Suppose that one twin stays home and the other twin gets in a rocket and travels to and back from a far-away star at great speed. According to the Theory of Relativity, the travelling twin will be younger than the resident twin, and the difference gets greater when the traveller stays near the speed of light for longer.

For example, if the journey is to the nearest star outside of the Solar System and back (to α Centauri at 4.3 lightyears), if the traveller turns back immediately, and if the rocket has an acceleration or deceleration equal to the acceleration of gravity on Earth (so that the traveller feels the same weight as on Earth), then the greatest speed of the traveller is 0.95 times the speed of light, compared to the Earth-bound twin. According to the resident twin, the whole journey covers 8.6 lightyears and 11.86 years, but according to the travelling twin the journey took only 7.12 years, so at the end of the trip the traveller's age is 4.74 years less than that of the resident twin. The average speed of the traveller was (according to the resident twin) 8.6/11.86 = 0.73 times the speed of light.

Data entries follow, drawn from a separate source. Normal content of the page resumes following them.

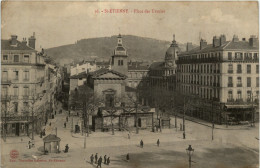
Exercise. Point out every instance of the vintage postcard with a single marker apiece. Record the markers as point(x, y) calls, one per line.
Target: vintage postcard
point(129, 84)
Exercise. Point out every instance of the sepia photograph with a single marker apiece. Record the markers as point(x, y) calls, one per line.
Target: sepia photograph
point(127, 84)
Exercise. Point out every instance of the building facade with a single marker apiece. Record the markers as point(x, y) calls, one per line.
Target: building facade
point(23, 72)
point(222, 78)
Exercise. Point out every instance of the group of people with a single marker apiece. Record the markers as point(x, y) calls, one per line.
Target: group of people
point(99, 161)
point(142, 143)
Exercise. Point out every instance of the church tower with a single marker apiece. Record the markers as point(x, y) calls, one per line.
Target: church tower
point(119, 57)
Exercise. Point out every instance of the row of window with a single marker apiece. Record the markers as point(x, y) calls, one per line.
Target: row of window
point(15, 91)
point(16, 58)
point(250, 96)
point(14, 107)
point(239, 56)
point(202, 92)
point(239, 82)
point(195, 68)
point(26, 75)
point(239, 68)
point(200, 80)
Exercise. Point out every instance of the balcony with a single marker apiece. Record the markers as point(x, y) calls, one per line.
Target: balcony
point(15, 97)
point(230, 71)
point(239, 85)
point(230, 84)
point(6, 82)
point(230, 100)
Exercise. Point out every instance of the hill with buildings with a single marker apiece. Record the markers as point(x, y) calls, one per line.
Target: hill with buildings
point(138, 48)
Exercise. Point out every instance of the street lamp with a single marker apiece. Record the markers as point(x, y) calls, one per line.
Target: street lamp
point(189, 151)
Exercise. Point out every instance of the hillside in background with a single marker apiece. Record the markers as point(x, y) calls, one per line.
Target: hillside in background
point(138, 48)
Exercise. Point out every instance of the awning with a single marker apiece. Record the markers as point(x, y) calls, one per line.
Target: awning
point(239, 106)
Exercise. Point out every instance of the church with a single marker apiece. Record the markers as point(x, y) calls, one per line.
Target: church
point(121, 108)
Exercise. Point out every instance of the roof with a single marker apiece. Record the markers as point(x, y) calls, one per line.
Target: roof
point(6, 45)
point(102, 71)
point(51, 138)
point(228, 45)
point(138, 66)
point(156, 65)
point(80, 75)
point(129, 89)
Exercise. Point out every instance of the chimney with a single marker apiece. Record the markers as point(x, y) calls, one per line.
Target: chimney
point(216, 41)
point(24, 42)
point(253, 41)
point(222, 39)
point(203, 44)
point(32, 41)
point(13, 39)
point(235, 38)
point(189, 46)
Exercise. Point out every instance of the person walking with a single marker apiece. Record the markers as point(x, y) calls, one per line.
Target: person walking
point(108, 160)
point(92, 159)
point(99, 162)
point(105, 159)
point(141, 144)
point(66, 148)
point(96, 158)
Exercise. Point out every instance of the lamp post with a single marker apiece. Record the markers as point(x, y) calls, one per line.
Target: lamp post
point(189, 151)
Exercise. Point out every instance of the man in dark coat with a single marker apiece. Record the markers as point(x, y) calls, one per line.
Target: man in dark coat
point(92, 159)
point(96, 158)
point(99, 162)
point(105, 159)
point(141, 143)
point(108, 160)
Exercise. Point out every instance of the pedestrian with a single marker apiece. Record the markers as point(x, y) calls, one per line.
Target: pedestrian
point(96, 158)
point(99, 161)
point(66, 148)
point(29, 145)
point(92, 159)
point(105, 159)
point(129, 135)
point(141, 143)
point(108, 160)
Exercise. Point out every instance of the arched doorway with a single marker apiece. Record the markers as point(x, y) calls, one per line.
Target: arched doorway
point(139, 122)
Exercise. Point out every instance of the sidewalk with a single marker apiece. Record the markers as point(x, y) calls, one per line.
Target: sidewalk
point(216, 126)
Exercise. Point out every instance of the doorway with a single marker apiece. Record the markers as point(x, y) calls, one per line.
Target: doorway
point(139, 122)
point(17, 129)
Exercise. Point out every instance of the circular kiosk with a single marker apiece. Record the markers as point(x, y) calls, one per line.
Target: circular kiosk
point(51, 144)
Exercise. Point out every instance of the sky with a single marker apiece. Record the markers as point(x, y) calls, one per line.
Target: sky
point(61, 23)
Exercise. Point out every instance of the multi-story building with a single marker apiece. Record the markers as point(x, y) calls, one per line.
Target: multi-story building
point(223, 77)
point(22, 80)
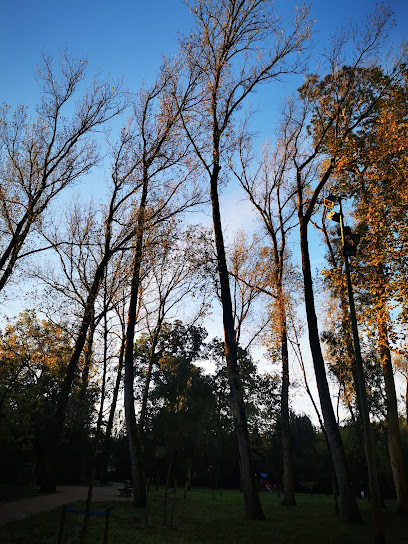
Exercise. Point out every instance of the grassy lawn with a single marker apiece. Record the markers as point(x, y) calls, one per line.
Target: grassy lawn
point(12, 492)
point(206, 519)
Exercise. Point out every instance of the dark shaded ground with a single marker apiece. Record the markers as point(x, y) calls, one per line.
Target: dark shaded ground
point(23, 502)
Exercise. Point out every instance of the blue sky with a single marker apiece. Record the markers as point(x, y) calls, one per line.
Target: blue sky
point(126, 37)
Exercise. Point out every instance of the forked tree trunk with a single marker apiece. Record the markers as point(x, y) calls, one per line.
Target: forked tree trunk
point(349, 509)
point(133, 432)
point(253, 508)
point(288, 487)
point(109, 426)
point(394, 440)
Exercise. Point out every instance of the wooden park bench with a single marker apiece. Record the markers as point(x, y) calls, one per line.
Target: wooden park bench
point(126, 490)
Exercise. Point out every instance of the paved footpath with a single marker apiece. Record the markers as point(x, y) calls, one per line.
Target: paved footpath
point(25, 508)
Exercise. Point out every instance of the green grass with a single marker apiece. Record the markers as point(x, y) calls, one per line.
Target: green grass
point(12, 492)
point(205, 519)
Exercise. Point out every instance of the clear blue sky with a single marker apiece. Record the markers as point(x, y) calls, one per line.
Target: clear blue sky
point(124, 37)
point(128, 37)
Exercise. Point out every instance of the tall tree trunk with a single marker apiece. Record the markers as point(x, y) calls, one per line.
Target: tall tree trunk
point(92, 467)
point(253, 508)
point(56, 424)
point(109, 426)
point(133, 432)
point(349, 509)
point(394, 440)
point(288, 487)
point(152, 360)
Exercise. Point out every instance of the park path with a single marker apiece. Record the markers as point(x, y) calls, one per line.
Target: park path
point(25, 508)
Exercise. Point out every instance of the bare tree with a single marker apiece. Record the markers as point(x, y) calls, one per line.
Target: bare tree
point(167, 189)
point(228, 55)
point(42, 156)
point(271, 193)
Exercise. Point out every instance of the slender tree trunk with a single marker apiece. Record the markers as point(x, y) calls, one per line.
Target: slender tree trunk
point(133, 432)
point(92, 467)
point(349, 509)
point(56, 425)
point(152, 360)
point(253, 508)
point(394, 440)
point(109, 426)
point(288, 487)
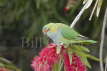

It now seems as if the traveller has covered 8.6 lightyears in 7.12 years and hence has travelled at an average speed of 8.6/7.12 = 1.21 times the speed of light, which seems to go against the Theory of Relativity. However, this is a fake problem, because a distance as measured by the resident twin is compared with a time measured by the travelling twin, and the only speeds that really mean something compare a distance and a time as observed by the same observer. Not just the measure of time is relative (and can be different for different observers), but also the measure of space.

According to the Theory of Relativity, a moving object appears shorter in the direction of motion, so the same would hold for a ruler that stretches from the beginning to the end of the journey, and hence also for the distance between the beginning and end. According to the traveller the distance was not 8.6 lightyears but only 4.53 lightyears, covered in 7.12 years, so the average speed of the traveller according to the traveller was 4.53/7.12 = 0.64 times the speed of light.